Oh my God, Allegiant was a travesty. It should not have become this! The writing took a shocking turn for the worse: first person, present tense, alternating between two characters with nothing to differentiate them; they sounded exactly the same. Four becomes an effing weakling and Tris becomes an inexcusable hypocrite and made a decision that made me want to axe murder her. If all that wasn’t bad enough we have to go through chapter upon chapter of infodumping before the plot starts almost halfway through the book. Not joking, it takes 239 pages to reach the plot. That is not acceptable, Roth. Not on.
And as for the plot…
Everything is overshadowed by the fact that the entire premise of the book is based on a massive plothole. No really, it’s like a massive, crumbling sink-hole in the middle of a city. I had a massive problem suspending my belief in the first book because I had a problem with the premise. But I chose to have faith in the series and the author. I threw my logic out of the window and invited Veronica Roth to blow me away with her plotting genius.
But I can’t do it. I can’t do it again. I cannot accept this story when the entire goddamn setup is ludicrous!
Allegiant stumbles around, attempting to form a coherent plot, but in the end it all feels shoddy and wrong. The whole thing is just a fail. I didn’t give a shit about the ending (which, BTW, has the internet in a frenzy for some reason). It gave me no feelings, but if I was emotionally invested in the story I would have loved the ending. It’s different, it’s arguably controversial, it felt a bit forced and unnecessary but I always feel that the unnecessary in such situations brings meaning in itself. I can’t be any more clear than that without giving away spoilers. But I like how Veronica Roth ended it, though she could have executed it better.

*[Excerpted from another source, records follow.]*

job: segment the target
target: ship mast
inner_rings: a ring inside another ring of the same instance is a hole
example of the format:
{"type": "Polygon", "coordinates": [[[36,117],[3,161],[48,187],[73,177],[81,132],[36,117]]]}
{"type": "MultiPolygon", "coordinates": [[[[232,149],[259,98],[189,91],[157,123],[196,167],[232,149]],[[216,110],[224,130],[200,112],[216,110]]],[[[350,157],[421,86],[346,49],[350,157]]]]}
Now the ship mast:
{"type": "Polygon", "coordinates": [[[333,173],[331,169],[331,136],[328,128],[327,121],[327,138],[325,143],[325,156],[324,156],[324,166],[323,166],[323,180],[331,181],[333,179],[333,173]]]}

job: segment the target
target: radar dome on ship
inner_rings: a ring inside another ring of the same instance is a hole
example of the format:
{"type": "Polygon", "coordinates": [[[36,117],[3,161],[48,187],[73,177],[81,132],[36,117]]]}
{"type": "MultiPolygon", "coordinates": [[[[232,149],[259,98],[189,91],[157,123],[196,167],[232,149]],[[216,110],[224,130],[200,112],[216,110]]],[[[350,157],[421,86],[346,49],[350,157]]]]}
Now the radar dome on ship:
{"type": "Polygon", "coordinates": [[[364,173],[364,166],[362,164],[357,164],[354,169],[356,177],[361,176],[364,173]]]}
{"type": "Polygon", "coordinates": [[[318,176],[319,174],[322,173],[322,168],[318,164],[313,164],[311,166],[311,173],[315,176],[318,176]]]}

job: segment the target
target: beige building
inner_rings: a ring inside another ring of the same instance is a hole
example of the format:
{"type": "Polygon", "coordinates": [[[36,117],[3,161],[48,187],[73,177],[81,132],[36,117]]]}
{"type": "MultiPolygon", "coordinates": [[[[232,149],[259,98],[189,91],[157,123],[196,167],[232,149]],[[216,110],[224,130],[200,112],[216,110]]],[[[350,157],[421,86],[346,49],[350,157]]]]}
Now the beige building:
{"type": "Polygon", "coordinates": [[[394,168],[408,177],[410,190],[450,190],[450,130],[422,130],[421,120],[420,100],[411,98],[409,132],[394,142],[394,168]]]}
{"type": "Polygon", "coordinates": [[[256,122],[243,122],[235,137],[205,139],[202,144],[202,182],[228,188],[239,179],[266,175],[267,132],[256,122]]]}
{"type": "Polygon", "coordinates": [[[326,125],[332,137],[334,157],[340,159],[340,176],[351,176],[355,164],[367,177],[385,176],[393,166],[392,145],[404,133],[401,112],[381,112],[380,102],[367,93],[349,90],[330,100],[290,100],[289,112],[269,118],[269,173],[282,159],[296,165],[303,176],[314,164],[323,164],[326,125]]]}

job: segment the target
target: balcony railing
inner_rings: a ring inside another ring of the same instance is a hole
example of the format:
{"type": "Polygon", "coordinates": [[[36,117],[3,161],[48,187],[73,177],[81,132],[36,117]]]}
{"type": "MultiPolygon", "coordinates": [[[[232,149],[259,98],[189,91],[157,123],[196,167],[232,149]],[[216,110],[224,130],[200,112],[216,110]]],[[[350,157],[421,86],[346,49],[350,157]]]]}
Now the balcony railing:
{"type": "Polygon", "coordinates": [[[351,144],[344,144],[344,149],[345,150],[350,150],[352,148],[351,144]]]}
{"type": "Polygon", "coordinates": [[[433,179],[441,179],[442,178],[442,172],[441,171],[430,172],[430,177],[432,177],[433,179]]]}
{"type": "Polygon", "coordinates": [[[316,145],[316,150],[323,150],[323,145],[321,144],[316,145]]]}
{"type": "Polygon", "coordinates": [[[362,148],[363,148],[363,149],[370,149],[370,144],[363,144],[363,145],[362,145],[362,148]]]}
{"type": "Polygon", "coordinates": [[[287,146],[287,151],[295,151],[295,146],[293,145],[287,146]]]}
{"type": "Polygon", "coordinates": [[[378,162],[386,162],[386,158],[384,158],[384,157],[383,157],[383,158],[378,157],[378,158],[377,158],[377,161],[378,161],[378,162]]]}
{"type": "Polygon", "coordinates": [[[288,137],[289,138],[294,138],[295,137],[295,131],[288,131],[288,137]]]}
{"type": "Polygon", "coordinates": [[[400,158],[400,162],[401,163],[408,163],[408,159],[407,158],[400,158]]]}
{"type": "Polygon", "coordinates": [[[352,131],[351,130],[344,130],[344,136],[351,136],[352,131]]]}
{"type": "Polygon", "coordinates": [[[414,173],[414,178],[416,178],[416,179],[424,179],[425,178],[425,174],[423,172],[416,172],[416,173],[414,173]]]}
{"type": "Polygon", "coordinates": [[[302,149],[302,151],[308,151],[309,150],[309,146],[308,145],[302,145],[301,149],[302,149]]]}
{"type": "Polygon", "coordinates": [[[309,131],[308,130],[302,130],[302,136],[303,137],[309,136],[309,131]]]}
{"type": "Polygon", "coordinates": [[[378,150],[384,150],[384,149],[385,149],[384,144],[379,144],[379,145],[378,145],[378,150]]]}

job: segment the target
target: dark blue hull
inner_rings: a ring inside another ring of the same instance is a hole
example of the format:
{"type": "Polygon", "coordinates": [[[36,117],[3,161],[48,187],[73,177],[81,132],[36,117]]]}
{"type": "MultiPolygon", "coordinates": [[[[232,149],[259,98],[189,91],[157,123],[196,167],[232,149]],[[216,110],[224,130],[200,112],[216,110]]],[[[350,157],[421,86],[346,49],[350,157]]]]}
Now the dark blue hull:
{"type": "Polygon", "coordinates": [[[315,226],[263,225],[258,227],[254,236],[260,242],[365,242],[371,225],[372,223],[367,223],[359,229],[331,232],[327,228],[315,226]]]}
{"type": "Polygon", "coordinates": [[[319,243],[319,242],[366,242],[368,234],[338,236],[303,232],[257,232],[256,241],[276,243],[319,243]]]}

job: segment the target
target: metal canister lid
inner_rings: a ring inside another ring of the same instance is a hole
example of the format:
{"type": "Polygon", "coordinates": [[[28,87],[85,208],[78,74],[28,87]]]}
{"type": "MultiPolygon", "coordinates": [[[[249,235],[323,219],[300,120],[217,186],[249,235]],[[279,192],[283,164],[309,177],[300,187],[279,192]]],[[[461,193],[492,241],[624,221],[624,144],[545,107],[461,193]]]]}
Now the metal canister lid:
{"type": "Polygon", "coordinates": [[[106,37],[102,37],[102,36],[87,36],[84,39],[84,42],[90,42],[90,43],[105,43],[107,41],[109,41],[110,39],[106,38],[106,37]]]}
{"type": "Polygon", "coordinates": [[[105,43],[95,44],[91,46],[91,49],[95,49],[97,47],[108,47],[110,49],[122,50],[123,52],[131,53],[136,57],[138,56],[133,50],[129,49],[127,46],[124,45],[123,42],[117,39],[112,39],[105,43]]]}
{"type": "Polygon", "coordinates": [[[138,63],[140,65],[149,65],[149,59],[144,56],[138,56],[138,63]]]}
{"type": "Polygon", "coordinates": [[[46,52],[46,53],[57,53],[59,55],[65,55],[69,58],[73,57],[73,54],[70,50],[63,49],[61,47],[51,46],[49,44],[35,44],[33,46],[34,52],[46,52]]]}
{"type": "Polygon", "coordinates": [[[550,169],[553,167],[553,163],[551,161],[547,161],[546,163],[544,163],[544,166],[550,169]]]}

That said, she could have executed the whole series a lot better.
She could have executed her main character before this whole debacle began and saved herself some dignity.
At the end of the day, this is my opinion, and I’m not the only one who can form one. The series is hugely successful and that must be for a reason. In fits of anger I find myself suspecting it’s thanks to readers who have yet to learn how to operate the parts of the brain that control rational thought, but I try not to think so judgementally. We all like different things and I don’t like shit books.
What I meant to say is we all like different things. I have read some incredibly good books in my time and they set the bar very high. Unfortunately any book that doesn’t measure up will be critiqued. Books that commit some of my subjectively unforgivable sins will be subject to my wrath, that’s just how it works.
I wince when I see a cliché. I am irked when a book is badly written. I am exasperated when characters are rubbish. I get majorly pissed off when I feel a book comes down on the wrong side of a very important issue. I get even more pissed off when a book’s plot or premise is ridiculous. But most of all, I hate that I put my trust in a book that I was already iffy about, and grew more and more excited as the final book’s release date drew nearer, only to have my hopes shattered.
To paraphrase Cartman, Veronica Roth should have taken me to dinner before I read Allegiant, because I like to be wined and dined before I get fucked.